J. S. Bach: Messe in h-Moll(横浜合唱協会 第70回定期演奏会)

非常に久しぶりのブログ更新となります。いつのまに10年代も終りを迎え…。

さて、帰国直後に客演指揮としてお世話になり、翌年以来常任指揮者としてご一緒している横浜合唱協会(Yokohama Choral Society)との演奏会が2月29日にせまっています。

プログラムはJ.S. Bachのh-Mollミサ(ロ短調ミサ曲)。

僕の某師匠は「h-Mollは生涯で5回は演りなさい、そしてそれを軸にキャリアを考えてみなさい」としきりに言っていました。

そして僕にとっては今回が指揮者として取り組む初めてのh-Moll。その機会を、バッハを一途に愛し続けてきた横浜合唱協会の皆さんと取り組めることは非常に光栄なことです。

また、 中山美紀さん、鈴木美登里さん、小川明子さん、谷口洋介さん、青山貴さんという恐れ多いほど錚々たるソリストの方々、そして横浜合唱協会としても初めての共演となる最先端のオルケストル・アヴァン=ギャルドの皆さまと一緒にこの機会を共有できるということのなんたる幸運なことか…。

合唱団は、昨年の5月末あたりからh-Mollに着手し合計で10ヶ月ほどたっぷりと練習して(それでも、一筋縄でいかないことがたくさん…)本番に臨みます。

この名曲中の名曲を、それも世界中の名手が数多の名演を残しているなかで、自分たちに一体どのようなことができるのか、悩みながら取り組んできました。そのひとつの結論は「正直な音楽」をするということ。素晴らしきソリスト・オケのそれぞれの方々がそうであるように、その一人ひとりが個人の演奏家として楽曲にテキストに向き合い、なにか偉大なものの恩恵にあずかるのではなく、素朴でも正直な歌をうたうということ。

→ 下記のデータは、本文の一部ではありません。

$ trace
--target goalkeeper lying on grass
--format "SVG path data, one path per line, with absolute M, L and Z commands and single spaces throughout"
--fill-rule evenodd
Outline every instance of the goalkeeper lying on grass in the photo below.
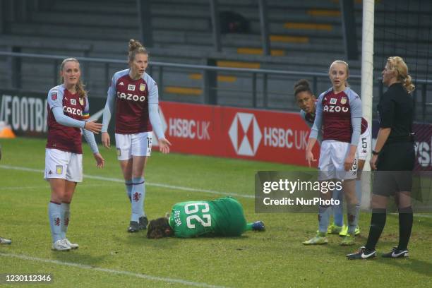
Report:
M 150 221 L 147 237 L 235 236 L 251 230 L 265 230 L 264 223 L 246 223 L 241 204 L 232 197 L 224 197 L 175 204 L 171 215 Z

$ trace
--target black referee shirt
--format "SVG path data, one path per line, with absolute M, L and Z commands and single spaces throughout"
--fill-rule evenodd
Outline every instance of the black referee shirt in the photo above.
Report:
M 392 84 L 378 105 L 380 128 L 391 128 L 387 143 L 409 141 L 414 116 L 412 97 L 401 83 Z

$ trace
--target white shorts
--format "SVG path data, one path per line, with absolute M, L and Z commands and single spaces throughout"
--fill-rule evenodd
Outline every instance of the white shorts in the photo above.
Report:
M 132 156 L 150 156 L 152 152 L 152 132 L 135 134 L 116 133 L 117 159 L 128 160 Z
M 60 178 L 72 182 L 83 181 L 83 155 L 57 149 L 45 149 L 44 179 Z
M 349 152 L 350 144 L 335 140 L 325 140 L 321 143 L 318 169 L 318 180 L 354 179 L 357 176 L 357 159 L 349 171 L 344 169 L 345 157 Z
M 369 127 L 368 127 L 366 131 L 360 136 L 360 140 L 357 145 L 357 157 L 359 160 L 366 160 L 369 147 L 371 147 L 371 132 L 369 131 Z

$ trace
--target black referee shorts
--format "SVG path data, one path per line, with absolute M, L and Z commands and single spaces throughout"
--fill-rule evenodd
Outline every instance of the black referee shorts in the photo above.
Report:
M 378 158 L 378 169 L 373 172 L 373 194 L 390 196 L 400 191 L 411 191 L 414 163 L 412 142 L 385 145 Z

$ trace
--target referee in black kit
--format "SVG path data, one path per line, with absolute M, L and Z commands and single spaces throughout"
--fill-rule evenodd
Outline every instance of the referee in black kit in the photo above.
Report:
M 410 93 L 414 86 L 408 67 L 401 57 L 387 59 L 383 83 L 388 90 L 380 99 L 378 111 L 380 130 L 372 151 L 371 167 L 376 172 L 372 195 L 372 219 L 366 244 L 348 254 L 348 259 L 376 256 L 375 246 L 384 229 L 388 197 L 395 196 L 399 210 L 399 244 L 385 258 L 408 257 L 408 241 L 412 228 L 411 189 L 415 153 L 412 134 L 414 107 Z

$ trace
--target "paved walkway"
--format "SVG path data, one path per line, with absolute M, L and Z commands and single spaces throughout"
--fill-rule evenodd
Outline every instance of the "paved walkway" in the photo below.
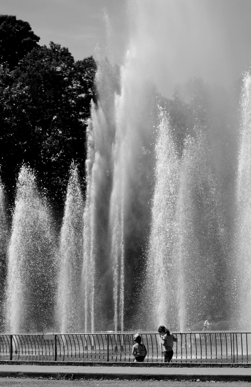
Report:
M 0 376 L 129 380 L 251 381 L 251 368 L 0 365 Z

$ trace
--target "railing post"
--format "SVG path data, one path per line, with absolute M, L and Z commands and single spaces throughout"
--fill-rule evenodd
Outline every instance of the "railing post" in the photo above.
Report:
M 12 353 L 13 352 L 13 335 L 10 335 L 10 360 L 12 360 Z
M 54 349 L 54 361 L 57 361 L 57 358 L 58 356 L 58 353 L 57 353 L 57 335 L 54 335 L 54 339 L 55 339 L 55 349 Z
M 107 361 L 109 361 L 109 334 L 107 333 Z

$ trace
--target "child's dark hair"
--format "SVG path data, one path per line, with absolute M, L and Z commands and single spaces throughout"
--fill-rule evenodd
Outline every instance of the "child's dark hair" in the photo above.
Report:
M 169 332 L 168 329 L 167 329 L 165 328 L 165 327 L 164 326 L 164 325 L 161 325 L 160 327 L 158 327 L 158 332 L 159 333 L 160 332 L 165 332 L 167 334 L 168 336 L 170 335 L 170 332 Z

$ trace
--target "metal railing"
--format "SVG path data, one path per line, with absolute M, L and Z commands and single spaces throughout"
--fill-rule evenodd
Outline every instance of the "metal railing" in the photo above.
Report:
M 0 334 L 0 360 L 131 362 L 134 333 Z M 140 332 L 147 349 L 145 362 L 163 361 L 159 335 Z M 174 333 L 173 363 L 251 362 L 251 333 Z

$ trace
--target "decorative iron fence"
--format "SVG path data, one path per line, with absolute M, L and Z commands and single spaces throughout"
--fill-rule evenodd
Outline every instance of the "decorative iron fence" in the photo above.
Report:
M 130 362 L 133 333 L 0 334 L 0 360 L 72 362 Z M 141 333 L 146 362 L 163 362 L 159 335 Z M 172 362 L 251 362 L 251 333 L 174 333 Z

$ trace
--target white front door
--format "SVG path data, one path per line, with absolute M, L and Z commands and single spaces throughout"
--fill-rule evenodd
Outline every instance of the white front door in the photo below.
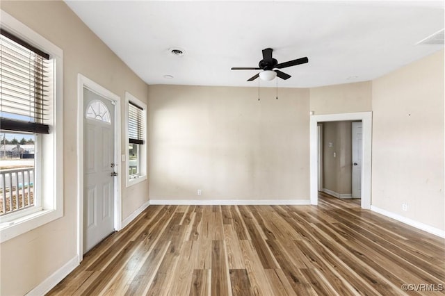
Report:
M 114 231 L 114 105 L 83 88 L 83 253 Z
M 353 122 L 353 198 L 362 198 L 362 122 Z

そのために、いろいろな試行錯誤を繰り返しながらここまでやってきました。その痕跡は本番「みて」わかるものもあると思います。ぜひご来場の上お確かめください。

実は一般販売のチケットはすでに売り切れてしまっているのですが、もしコンタクトいただければ若干枚ご用意できるかもしれません。もしこのコンサートにピンと来た方がいらしたら、ご連絡をお待ちしています。

横浜合唱協会(YCS)とは今年はさらに前任の八尋和美先生とご一緒での記念演奏会、そして9月にはドイツ・ライプツィヒ(トーマス教会他)での演奏旅行も待っています。これからもあの手この手で前を向いて共に歩んでいくことを楽しみにしています。